A Not only has it lasted significantly longer than typical -- three to six years -- I suspect you're now on borrowed time with the battery. Batteries always seem to last until, well, you need them most. You can have the battery load tested to determine how many amperes of current it can deliver to crank the engine, then compare that to its original rating. I suspect it will be at something less than half of its original capacity.
The good news is that today's computer-controlled, fuel-injected engines don't require as much help from the battery. But with winter here, if the battery doesn't deliver more than 75 percent of its original starting capacity, I'd replace it now.
The price of a new battery is a mere fraction of the cost and inconvenience of a dead battery at the wrong time.
Q There is a constant clicking noise that comes from the central area of the instrument panel of my 2003 Pontiac Grand Am. It sounds like the turn-signal flasher unit turning on and off. The turn signals don't flash while this is happening, but the sound disappears when either turn signal is actuated.

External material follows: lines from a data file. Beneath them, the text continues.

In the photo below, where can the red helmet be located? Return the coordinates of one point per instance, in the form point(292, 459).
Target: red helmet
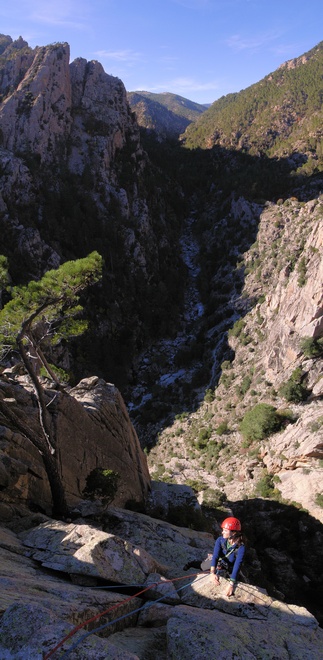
point(232, 524)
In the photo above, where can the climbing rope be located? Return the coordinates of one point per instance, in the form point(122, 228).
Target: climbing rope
point(113, 607)
point(110, 609)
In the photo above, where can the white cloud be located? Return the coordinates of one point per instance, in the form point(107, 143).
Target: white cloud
point(239, 43)
point(129, 57)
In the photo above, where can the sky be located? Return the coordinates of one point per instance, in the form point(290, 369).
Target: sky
point(199, 49)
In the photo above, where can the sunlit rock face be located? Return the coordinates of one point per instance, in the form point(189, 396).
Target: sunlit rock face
point(92, 429)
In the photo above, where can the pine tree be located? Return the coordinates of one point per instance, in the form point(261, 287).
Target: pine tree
point(40, 314)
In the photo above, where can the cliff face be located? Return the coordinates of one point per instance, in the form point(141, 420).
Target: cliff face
point(74, 178)
point(92, 428)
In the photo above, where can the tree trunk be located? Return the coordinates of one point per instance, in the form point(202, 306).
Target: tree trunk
point(60, 509)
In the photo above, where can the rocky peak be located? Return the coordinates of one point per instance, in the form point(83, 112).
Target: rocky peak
point(35, 115)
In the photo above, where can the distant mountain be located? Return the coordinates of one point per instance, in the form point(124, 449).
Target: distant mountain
point(280, 115)
point(167, 114)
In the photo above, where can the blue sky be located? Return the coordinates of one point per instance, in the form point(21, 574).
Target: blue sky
point(199, 49)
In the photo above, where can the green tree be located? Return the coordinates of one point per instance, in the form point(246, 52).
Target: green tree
point(259, 422)
point(293, 389)
point(38, 315)
point(102, 484)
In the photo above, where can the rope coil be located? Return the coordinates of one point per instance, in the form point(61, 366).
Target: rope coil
point(114, 607)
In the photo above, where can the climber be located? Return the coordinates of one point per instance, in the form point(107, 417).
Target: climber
point(228, 553)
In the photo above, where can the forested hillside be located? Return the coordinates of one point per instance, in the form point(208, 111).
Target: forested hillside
point(277, 117)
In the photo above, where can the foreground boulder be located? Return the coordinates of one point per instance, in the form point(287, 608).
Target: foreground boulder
point(93, 429)
point(170, 615)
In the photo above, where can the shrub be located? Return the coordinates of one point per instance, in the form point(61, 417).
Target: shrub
point(319, 499)
point(266, 487)
point(209, 396)
point(213, 497)
point(259, 422)
point(237, 328)
point(293, 389)
point(311, 347)
point(101, 484)
point(203, 437)
point(222, 428)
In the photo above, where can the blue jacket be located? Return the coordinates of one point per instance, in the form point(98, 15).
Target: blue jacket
point(234, 560)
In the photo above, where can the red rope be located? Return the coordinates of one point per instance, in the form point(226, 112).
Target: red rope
point(110, 609)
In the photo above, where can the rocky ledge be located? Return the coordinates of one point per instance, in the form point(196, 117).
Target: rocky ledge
point(71, 581)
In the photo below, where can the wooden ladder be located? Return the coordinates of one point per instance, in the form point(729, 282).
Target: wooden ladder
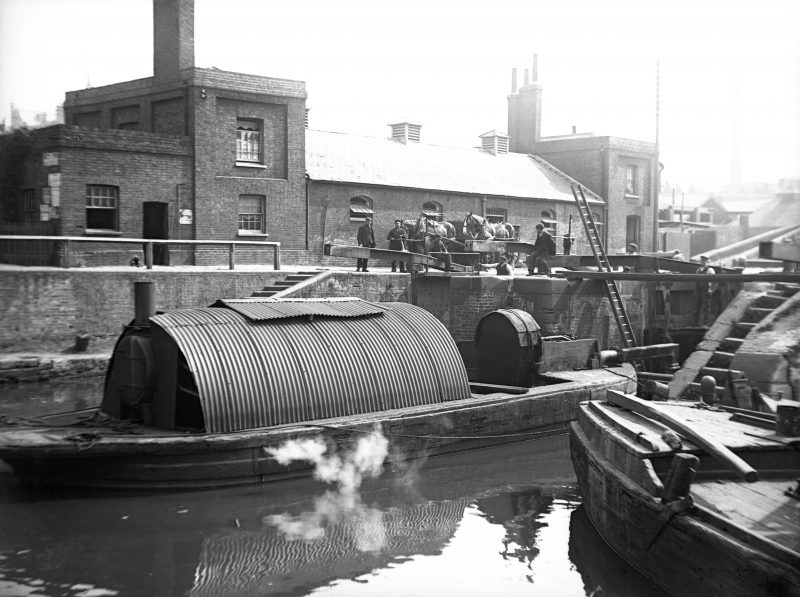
point(612, 291)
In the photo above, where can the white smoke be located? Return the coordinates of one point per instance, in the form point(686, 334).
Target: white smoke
point(347, 469)
point(344, 506)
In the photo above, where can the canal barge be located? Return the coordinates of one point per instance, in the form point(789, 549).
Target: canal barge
point(211, 396)
point(701, 500)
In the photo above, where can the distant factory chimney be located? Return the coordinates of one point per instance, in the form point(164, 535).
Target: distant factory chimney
point(405, 130)
point(525, 112)
point(173, 38)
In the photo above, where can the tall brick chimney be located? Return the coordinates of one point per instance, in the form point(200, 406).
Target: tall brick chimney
point(173, 38)
point(525, 112)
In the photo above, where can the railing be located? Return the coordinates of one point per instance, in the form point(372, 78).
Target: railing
point(67, 242)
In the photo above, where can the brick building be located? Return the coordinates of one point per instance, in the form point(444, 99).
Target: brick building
point(351, 176)
point(195, 153)
point(188, 153)
point(620, 171)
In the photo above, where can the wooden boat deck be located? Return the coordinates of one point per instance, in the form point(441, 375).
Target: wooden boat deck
point(761, 507)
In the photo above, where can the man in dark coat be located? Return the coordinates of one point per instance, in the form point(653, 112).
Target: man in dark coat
point(543, 248)
point(503, 269)
point(397, 242)
point(703, 294)
point(365, 238)
point(437, 245)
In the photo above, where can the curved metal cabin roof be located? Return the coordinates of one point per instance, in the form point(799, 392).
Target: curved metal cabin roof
point(522, 322)
point(251, 372)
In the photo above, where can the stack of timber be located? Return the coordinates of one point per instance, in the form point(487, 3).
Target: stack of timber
point(698, 499)
point(738, 372)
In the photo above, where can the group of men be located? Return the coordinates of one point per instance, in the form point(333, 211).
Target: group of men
point(544, 247)
point(397, 237)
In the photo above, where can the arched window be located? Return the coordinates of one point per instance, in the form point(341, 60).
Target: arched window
point(549, 220)
point(496, 214)
point(360, 208)
point(433, 210)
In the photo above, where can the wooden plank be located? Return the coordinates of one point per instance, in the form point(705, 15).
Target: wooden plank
point(716, 449)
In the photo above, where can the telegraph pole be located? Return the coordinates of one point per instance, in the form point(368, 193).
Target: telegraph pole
point(658, 164)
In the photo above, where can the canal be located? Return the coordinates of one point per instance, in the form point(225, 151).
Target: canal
point(503, 521)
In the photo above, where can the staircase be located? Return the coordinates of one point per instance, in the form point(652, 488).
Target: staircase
point(280, 287)
point(603, 265)
point(716, 354)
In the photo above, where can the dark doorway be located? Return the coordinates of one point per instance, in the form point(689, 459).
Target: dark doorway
point(156, 225)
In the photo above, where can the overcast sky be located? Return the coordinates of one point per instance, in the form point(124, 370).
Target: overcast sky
point(447, 64)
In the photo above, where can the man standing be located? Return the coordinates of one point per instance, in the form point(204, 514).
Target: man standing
point(397, 242)
point(438, 246)
point(543, 248)
point(365, 238)
point(703, 293)
point(503, 268)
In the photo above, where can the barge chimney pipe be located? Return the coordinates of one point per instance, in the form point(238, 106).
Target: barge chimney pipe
point(144, 296)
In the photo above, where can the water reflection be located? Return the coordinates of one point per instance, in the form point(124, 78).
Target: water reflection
point(498, 521)
point(603, 572)
point(27, 399)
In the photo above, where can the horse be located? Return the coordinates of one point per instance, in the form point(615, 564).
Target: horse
point(423, 231)
point(479, 228)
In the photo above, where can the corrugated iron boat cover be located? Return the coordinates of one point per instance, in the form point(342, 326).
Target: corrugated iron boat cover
point(245, 363)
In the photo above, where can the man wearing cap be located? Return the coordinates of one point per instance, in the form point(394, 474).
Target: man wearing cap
point(365, 238)
point(397, 238)
point(543, 248)
point(703, 293)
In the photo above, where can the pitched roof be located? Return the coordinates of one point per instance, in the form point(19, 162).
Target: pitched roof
point(339, 157)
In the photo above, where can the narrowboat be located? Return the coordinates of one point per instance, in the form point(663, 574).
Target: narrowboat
point(702, 500)
point(221, 395)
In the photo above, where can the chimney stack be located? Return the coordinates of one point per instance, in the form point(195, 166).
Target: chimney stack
point(525, 114)
point(173, 39)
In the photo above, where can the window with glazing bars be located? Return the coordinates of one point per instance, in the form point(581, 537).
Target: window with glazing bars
point(251, 214)
point(632, 180)
point(30, 207)
point(248, 141)
point(102, 204)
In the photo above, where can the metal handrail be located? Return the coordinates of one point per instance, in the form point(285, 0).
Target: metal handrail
point(148, 244)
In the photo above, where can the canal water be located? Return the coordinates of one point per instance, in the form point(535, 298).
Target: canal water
point(504, 521)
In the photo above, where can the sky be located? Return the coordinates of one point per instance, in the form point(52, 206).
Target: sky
point(641, 69)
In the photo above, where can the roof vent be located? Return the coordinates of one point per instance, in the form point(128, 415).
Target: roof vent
point(494, 142)
point(405, 131)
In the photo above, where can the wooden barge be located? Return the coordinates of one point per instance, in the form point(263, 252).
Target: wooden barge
point(701, 500)
point(205, 397)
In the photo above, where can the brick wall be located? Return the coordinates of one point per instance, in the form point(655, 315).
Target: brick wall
point(391, 203)
point(44, 310)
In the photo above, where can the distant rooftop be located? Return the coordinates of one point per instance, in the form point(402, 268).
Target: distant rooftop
point(340, 157)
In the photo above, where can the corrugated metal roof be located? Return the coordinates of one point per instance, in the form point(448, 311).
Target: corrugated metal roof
point(252, 374)
point(263, 309)
point(340, 157)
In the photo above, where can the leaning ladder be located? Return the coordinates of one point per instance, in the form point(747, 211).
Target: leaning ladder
point(614, 297)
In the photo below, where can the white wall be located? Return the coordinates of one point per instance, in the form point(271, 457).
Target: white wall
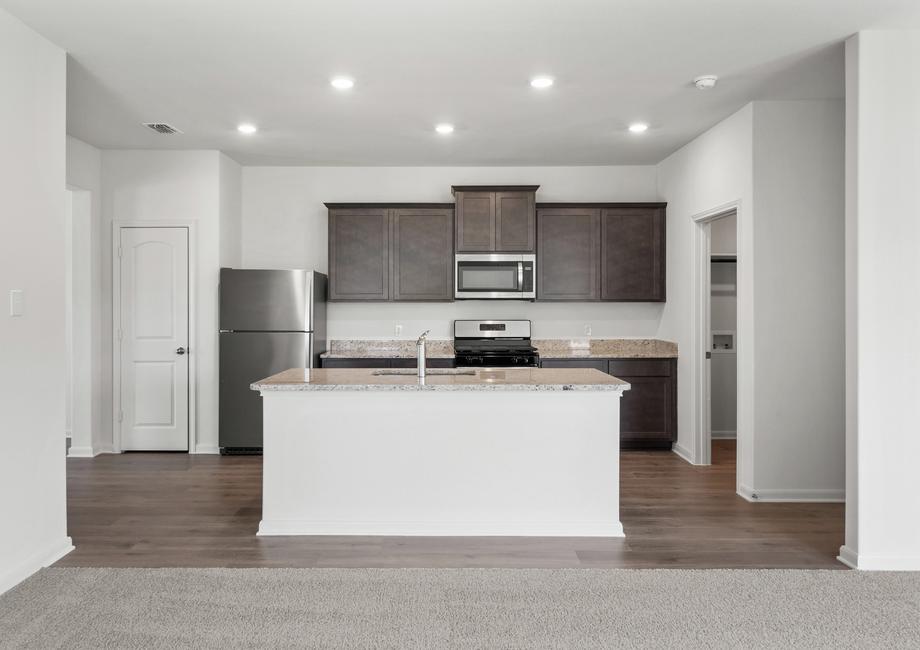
point(93, 432)
point(799, 434)
point(783, 163)
point(175, 187)
point(714, 170)
point(32, 509)
point(883, 310)
point(231, 216)
point(284, 226)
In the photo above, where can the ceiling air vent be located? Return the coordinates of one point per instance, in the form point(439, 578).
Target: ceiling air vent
point(162, 128)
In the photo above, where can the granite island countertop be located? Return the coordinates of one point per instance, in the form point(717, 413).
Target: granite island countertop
point(548, 349)
point(484, 379)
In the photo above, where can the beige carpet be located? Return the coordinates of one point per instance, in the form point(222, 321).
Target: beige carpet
point(460, 608)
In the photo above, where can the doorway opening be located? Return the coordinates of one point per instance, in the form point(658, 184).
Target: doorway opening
point(723, 337)
point(716, 342)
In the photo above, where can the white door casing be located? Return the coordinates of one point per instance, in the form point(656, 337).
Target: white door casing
point(152, 334)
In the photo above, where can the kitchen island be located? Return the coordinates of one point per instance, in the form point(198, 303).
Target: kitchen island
point(517, 452)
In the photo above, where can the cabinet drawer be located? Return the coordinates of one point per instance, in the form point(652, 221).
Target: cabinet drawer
point(640, 367)
point(598, 364)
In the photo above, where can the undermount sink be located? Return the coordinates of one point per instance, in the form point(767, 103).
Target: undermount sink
point(429, 371)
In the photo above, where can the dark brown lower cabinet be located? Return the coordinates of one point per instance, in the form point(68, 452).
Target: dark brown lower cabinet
point(648, 410)
point(402, 362)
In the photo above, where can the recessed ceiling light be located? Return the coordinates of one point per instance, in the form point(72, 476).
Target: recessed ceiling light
point(706, 81)
point(342, 83)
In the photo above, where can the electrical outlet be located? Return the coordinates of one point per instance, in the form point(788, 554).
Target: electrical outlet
point(16, 301)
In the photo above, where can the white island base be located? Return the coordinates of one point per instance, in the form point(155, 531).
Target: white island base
point(361, 460)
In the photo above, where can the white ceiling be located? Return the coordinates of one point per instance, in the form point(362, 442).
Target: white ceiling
point(206, 65)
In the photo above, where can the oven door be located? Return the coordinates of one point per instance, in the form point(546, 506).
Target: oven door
point(493, 275)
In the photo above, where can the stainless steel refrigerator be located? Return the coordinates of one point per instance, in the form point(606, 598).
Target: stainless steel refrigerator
point(269, 321)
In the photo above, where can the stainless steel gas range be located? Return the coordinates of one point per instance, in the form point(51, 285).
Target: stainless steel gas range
point(494, 344)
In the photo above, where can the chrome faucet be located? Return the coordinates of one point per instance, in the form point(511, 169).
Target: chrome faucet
point(420, 352)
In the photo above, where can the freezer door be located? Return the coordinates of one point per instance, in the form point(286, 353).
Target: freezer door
point(263, 300)
point(246, 357)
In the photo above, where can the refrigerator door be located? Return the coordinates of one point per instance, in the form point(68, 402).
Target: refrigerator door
point(246, 357)
point(263, 300)
point(318, 318)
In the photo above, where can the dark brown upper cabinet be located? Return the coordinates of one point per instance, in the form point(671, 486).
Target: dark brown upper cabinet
point(633, 254)
point(568, 254)
point(359, 254)
point(601, 251)
point(387, 251)
point(422, 254)
point(495, 218)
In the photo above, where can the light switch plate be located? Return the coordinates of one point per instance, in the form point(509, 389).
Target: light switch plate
point(16, 302)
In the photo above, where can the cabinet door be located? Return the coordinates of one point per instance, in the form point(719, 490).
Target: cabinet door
point(648, 410)
point(422, 257)
point(475, 222)
point(359, 254)
point(632, 254)
point(514, 221)
point(568, 254)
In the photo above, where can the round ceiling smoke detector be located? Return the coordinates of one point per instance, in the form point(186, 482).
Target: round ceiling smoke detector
point(706, 81)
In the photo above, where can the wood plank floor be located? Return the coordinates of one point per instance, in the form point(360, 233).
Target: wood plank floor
point(177, 510)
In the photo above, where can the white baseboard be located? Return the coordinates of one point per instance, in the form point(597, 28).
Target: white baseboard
point(90, 452)
point(440, 529)
point(791, 496)
point(683, 453)
point(206, 449)
point(878, 562)
point(12, 576)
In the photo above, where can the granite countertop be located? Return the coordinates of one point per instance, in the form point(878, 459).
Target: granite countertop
point(605, 348)
point(507, 379)
point(386, 349)
point(548, 349)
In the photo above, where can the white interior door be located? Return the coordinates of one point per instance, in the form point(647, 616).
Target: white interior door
point(154, 338)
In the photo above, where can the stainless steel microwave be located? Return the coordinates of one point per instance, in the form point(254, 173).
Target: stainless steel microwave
point(483, 276)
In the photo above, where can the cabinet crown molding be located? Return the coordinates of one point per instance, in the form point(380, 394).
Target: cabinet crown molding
point(493, 188)
point(403, 204)
point(576, 204)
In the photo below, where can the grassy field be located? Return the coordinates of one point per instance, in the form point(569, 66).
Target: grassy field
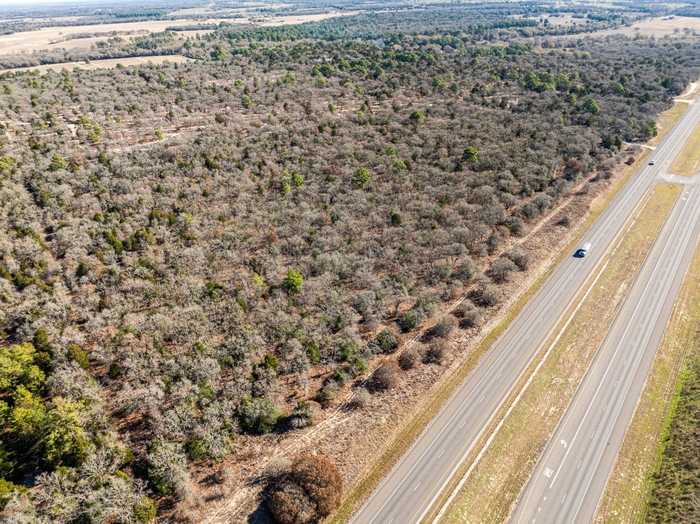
point(60, 37)
point(666, 121)
point(632, 482)
point(687, 163)
point(498, 478)
point(657, 27)
point(103, 64)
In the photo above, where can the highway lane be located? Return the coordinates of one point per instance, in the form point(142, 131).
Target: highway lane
point(414, 484)
point(570, 477)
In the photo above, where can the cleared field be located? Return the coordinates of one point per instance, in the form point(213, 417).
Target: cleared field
point(498, 478)
point(628, 490)
point(59, 37)
point(657, 27)
point(103, 64)
point(688, 161)
point(64, 37)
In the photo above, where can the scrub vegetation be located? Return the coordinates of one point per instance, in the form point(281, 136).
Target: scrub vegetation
point(201, 254)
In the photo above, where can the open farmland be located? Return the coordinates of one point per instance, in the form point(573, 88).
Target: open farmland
point(247, 258)
point(104, 64)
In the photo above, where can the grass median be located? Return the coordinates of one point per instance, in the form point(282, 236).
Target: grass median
point(425, 413)
point(630, 485)
point(495, 482)
point(687, 163)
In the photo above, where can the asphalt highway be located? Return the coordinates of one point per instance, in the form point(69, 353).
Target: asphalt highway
point(570, 477)
point(412, 487)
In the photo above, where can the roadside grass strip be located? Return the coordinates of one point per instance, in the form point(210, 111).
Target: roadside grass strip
point(687, 163)
point(630, 486)
point(667, 119)
point(495, 482)
point(424, 413)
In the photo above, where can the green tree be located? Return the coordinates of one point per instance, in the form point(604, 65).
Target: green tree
point(591, 106)
point(18, 367)
point(258, 415)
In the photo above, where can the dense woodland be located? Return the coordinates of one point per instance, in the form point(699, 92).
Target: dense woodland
point(193, 252)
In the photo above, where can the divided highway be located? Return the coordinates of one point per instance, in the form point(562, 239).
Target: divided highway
point(415, 483)
point(569, 479)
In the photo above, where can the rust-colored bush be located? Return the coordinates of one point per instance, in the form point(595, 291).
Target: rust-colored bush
point(308, 492)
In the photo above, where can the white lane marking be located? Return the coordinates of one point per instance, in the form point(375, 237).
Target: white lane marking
point(612, 360)
point(686, 236)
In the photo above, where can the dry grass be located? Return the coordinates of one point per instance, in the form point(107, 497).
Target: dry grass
point(658, 27)
point(687, 163)
point(498, 478)
point(628, 489)
point(667, 120)
point(103, 64)
point(56, 37)
point(425, 413)
point(50, 38)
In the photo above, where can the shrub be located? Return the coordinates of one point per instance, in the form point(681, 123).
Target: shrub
point(435, 353)
point(79, 355)
point(167, 469)
point(387, 342)
point(360, 398)
point(471, 318)
point(7, 489)
point(361, 177)
point(145, 510)
point(258, 415)
point(408, 359)
point(328, 392)
point(57, 163)
point(443, 328)
point(385, 377)
point(308, 492)
point(485, 295)
point(301, 417)
point(519, 257)
point(410, 320)
point(465, 270)
point(293, 281)
point(501, 268)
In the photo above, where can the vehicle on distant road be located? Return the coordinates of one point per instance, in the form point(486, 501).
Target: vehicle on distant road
point(583, 250)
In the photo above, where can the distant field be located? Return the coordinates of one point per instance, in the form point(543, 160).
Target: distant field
point(50, 38)
point(658, 27)
point(103, 64)
point(56, 37)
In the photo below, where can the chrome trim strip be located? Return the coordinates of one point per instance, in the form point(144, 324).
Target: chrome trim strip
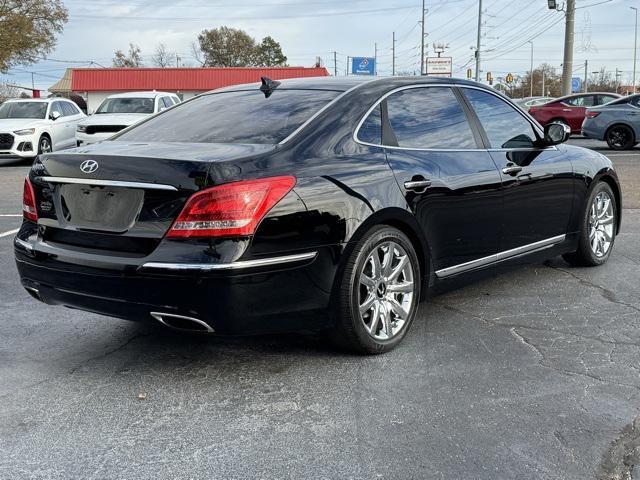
point(108, 183)
point(206, 267)
point(159, 316)
point(500, 256)
point(449, 85)
point(321, 111)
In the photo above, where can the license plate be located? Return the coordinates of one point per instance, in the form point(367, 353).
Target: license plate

I found an article online that said this sound is caused by a contaminated multifunctional switch. It said to remove the multifunctional switch and clean out all excess lubricant, reinstall the switch and problem will be solved. The dealer mechanic told me the switch was sealed, so the only solution would be to replace the switch for $500.
A According to my Alldata automotive database, the repair time for replacing the multifunction switch in your vehicle is 1.1 hours, and the switch price is about $240. In addition, the air bag has to be safely disabled while replacing the switch. You might price this job from an independent shop and ask if they can fix the original switch. The problem, of course, is that if they clean the switch but it develops the problem again, who's responsible?
Q I have a '99 Audi A6. Last December I had the front brakes and rotors replaced. Recently, my local mechanic couldn't rotate my tires because one of the lug nuts was stuck. He claimed it was cross-threaded and that I should take it back to the brake shop. The brake shop couldn't get the lug nut to budge either and claimed that it is most likely rusted on. From what I understand, getting the wheel off will most likely damage the rim beyond repair. How can I dispute the claim that the lug nut is rusted on vs. cross-threaded?
A Don't give up yet. I've never seen a lug nut that was so rusted on that it could not be removed. Years ago I tried to remove the lug nuts on my M37 three-quarter-ton military truck. The huge lugs hadn't been off in decades, and I couldn't budge them with my half-inch drive impact wrench. I managed to get one off by heating it with my oxy-acetylene torch before I got smart and took the truck to my local truck repair shop. They had a three-quarter or one-inch drive impact wrench that spun the lug nuts off relatively easily.
So, like Tim the Tool Man used to say, "more power"! Because of the alloy wheels, heat might damage the wheel. Worst-case scenario would be to break off the stud to remove the wheel, then install a replacement wheel stud.